Tried it with ChatGPT 4o with a different title/author. Said it couldn’t find it. That it might be a new release or lesser-known title. Also with a fake title and a real author. Again, said it didn’t exist.
They’re definitely improving on the hallucination front.
I tried to use ChatGPT to find a song that had a particular phrase in it. I could only remember that phrase, not the song or the band.
It hallucinated a band and a song and I almost walked away thinking I knew the answer. Then I remembered this is ChatGPT and it lies. So I looked up through conventional means that band and song.
Neither. Existed.
So I went back to ChatGPT and said “<band> doesn’t even exist so they couldn’t have written <song> (which also doesn’t exist)”. It apologized profusely and then said another band and song. This time I was wary and checked right away at which point, naturally, I discovered neither existed.

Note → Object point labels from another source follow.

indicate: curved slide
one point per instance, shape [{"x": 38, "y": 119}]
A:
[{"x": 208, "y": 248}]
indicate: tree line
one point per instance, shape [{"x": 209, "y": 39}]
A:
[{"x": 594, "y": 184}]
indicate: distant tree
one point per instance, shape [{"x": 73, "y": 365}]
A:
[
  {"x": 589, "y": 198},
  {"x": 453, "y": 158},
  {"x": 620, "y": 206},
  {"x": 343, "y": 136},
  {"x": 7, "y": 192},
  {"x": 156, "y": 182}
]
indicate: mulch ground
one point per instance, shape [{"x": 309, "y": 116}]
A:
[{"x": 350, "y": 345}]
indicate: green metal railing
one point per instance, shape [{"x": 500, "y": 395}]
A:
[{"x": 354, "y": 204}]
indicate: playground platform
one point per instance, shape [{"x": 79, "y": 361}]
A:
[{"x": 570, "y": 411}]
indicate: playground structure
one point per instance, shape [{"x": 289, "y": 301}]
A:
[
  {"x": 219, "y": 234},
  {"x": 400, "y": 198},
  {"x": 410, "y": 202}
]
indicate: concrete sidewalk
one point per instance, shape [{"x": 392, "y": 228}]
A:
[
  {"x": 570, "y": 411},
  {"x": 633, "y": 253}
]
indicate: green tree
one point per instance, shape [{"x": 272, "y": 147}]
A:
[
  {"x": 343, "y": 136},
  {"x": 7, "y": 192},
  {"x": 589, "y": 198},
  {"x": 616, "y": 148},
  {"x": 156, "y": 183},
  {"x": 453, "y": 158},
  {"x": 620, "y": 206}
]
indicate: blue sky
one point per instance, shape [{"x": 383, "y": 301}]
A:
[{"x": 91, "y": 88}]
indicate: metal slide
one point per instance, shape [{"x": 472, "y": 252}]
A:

So I played with ChatGPT instead and said “Huh, those guys look interesting. What other albums have they released and what hits have they written?”
ChatGPT hallucinated an entire release catalogue of albums that don’t exist, one of which was published on a label that doesn’t exist, citing songs that didn’t exist as their hits, even going so far as to say the band never reached higher than #12 on Billboard’s list.
ChatGPT is a dangerous tool. It’s going to get someone killed sooner, rather than later.